Covidtopia, the Courts and Pro Se Litigants


           Here’s a wrinkle I didn’t foresee in Covidtopia, our brave new world bounded by the pandemic.

            A colleague of mine appeared in court in central Connecticut this morning. This in and of itself is remarkable. There are no jury trials taking place, and there have not been since March. There’s talk of resuming trials in November, even as announcements filter in from around the state of new Covid-19 hotspots in Danbury, Hartford and New London – seats of court. There’s been but one federal civil jury trial in Connecticut since March.

            Almost all court-related work takes place remotely these days, a vast improvement over the days of endless driving and waiting around in a court lobby, all for the sake of a brief conversation with a judge.

            But sometimes parties need to show up in court. This is the case in initial appearance in domestic violence cases, or cases seeking civil restraining orders. In such cases, a person barred from contacting another needs to be served with papers notifying them of the restrictions on their liberty.

            These folks are typically summoned to court by way of a summons or order to appear. Some folks may come to court in response to a subpoena.

            Just how healthy are the people we are ordering to appear in court?

            This morning in a small courthouse in central Connecticut, litigants and their lawyers were summoned to court to engage in presumably necessary work. They waited in the tiny lobby, and gathered in even smaller courtrooms, waiting to plead their cases. Most, but not all, tried to socially distance themselves from one another.
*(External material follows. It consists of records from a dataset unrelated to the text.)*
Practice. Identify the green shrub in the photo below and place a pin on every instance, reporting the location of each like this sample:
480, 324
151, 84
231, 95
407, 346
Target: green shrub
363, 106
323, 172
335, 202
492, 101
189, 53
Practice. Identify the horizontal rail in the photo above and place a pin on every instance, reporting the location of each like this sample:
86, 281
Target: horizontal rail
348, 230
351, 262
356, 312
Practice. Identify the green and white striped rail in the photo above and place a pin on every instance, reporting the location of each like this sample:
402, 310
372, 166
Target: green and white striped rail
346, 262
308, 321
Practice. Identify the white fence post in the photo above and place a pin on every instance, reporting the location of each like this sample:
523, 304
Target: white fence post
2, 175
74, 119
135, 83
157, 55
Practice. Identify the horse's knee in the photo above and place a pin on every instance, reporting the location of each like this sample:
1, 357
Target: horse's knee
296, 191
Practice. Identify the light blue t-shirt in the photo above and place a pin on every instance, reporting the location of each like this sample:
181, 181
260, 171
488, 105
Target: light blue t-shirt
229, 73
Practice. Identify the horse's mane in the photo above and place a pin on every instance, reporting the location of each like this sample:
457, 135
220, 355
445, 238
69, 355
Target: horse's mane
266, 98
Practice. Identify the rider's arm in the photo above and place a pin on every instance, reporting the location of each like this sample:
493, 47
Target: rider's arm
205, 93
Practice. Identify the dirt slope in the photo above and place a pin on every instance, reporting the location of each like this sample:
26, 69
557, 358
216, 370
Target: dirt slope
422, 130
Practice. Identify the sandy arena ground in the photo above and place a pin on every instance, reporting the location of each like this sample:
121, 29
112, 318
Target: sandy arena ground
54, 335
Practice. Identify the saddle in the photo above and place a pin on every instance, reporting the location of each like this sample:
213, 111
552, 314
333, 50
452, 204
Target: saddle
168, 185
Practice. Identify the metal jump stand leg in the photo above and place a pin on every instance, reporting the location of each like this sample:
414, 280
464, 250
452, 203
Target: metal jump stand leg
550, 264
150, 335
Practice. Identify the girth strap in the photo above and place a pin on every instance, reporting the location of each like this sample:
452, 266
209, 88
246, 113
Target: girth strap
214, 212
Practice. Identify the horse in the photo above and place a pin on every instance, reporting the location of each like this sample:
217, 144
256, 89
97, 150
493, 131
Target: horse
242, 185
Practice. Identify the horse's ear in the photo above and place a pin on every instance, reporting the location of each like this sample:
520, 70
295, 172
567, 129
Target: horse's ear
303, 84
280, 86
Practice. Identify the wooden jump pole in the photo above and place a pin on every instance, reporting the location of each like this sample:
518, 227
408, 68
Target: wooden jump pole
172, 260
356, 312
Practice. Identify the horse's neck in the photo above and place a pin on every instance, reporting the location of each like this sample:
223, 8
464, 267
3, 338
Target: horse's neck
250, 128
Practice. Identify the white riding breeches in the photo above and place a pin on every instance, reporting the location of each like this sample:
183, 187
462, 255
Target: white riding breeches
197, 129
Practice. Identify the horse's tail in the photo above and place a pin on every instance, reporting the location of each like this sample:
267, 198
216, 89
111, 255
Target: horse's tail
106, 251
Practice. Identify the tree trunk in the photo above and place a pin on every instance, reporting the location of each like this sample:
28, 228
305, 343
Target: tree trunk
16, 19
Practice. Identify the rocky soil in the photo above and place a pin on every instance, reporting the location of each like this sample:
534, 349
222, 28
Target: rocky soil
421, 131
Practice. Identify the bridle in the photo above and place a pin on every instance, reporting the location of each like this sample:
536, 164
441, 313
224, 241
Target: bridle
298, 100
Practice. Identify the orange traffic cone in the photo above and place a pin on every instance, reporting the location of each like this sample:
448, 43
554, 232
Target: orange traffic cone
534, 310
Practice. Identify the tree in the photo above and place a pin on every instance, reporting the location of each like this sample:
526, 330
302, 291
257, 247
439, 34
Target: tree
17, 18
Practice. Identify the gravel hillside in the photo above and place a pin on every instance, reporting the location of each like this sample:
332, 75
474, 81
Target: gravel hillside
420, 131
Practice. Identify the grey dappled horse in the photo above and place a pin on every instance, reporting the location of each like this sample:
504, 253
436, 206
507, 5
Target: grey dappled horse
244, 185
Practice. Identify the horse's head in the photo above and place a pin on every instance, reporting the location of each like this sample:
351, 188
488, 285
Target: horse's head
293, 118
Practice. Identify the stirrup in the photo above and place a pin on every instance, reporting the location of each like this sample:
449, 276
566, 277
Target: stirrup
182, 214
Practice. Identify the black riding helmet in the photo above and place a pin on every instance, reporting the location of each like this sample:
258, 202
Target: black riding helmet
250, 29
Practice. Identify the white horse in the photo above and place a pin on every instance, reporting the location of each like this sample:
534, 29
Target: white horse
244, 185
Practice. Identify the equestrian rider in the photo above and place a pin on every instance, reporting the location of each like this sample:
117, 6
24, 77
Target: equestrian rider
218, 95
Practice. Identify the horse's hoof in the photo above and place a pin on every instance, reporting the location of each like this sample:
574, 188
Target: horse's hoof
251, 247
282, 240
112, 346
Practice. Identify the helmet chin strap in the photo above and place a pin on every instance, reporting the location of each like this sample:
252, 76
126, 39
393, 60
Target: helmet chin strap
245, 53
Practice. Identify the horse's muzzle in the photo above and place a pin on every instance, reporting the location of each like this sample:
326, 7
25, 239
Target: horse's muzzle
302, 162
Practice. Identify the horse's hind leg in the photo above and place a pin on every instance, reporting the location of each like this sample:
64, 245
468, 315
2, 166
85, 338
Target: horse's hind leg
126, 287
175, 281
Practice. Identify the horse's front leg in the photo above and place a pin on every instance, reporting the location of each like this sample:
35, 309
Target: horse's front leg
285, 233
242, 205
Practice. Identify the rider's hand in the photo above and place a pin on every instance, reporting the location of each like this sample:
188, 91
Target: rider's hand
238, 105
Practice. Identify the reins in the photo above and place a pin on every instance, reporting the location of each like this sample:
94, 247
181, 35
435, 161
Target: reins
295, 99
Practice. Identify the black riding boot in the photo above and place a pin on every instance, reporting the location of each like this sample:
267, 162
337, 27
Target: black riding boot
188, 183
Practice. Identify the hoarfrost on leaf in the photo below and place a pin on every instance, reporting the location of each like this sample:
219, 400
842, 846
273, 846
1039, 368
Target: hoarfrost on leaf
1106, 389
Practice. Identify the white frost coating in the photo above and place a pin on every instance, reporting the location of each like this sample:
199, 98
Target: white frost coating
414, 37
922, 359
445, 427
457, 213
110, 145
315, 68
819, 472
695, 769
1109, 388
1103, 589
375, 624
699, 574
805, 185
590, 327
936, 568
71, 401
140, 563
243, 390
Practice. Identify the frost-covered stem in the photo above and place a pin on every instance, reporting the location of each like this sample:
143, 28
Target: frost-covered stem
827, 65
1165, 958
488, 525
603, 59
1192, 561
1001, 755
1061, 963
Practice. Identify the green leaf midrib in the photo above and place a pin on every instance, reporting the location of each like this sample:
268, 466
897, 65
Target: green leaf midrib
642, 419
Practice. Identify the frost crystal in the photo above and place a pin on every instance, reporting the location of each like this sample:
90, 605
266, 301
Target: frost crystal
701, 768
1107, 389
            All at once, a woman announced: “I have Covid.”

            That caught everyone’s attention.

            A marshal whisked her from the courtroom.

            Something like pandemonium erupted as folks caught their bearings. How close had they stood to the woman? Had she coughed? Whom had she touched?

            My colleague brought his concerns to the attention of the presiding judge.  The judge’s response approached weary indifference. What, exactly, did he expect the judge to do? My colleague was too polite to state the obvious: assure public safety in this public place.

            Moments later, as my colleague left court, he saw the woman who had announced her infection standing outside the courthouse.

            “I was afraid that if I didn’t come to court I’d be arrested,” she said. “I can’t afford to miss work. I didn’t want a warrant for my arrest.”

            My colleague was angry at her.

            “So you came to court to risk infecting everyone else?”

            Such are the trade-offs we are all apparently called upon to make in the weeks and months to come. We can minimize, but not eliminate, the risk of infection, or so it seems.

            But I confess that this confrontation took me by surprise.

            Many of the folks who are summoned to court are not represented by counsel. In domestic violence cases, the parties are often struggling with the trauma of upended home lives. Some have serious psychiatric and/or substance abuse problems. These aren’t the sorts of folks most of us would turn to make important public health decisions for us.

            What is a self-represented party to do when summoned to court if they know, or suspect, they are contagious? Do they simply fail to appear, and run the risk of a bench warrant? How to distinguish the genuinely concerned from the fakers and malingerers?

            Lawyers know to do such things as file a motion to quash a subpoena or request a continuance. But pro se parties rarely have such sophistication.

            My colleague is furious at court administrators just now. The problem seems obvious. The solution less so. Did no one think this through? Does my colleague now quarantine for two weeks?

            I don’t have answers. Candidly, as much as I have thought about the courts and how they will cope in Covidtopia, this problem slipped right past me.

            I suspect it slipped past the good folks running the Judicial Branch, too.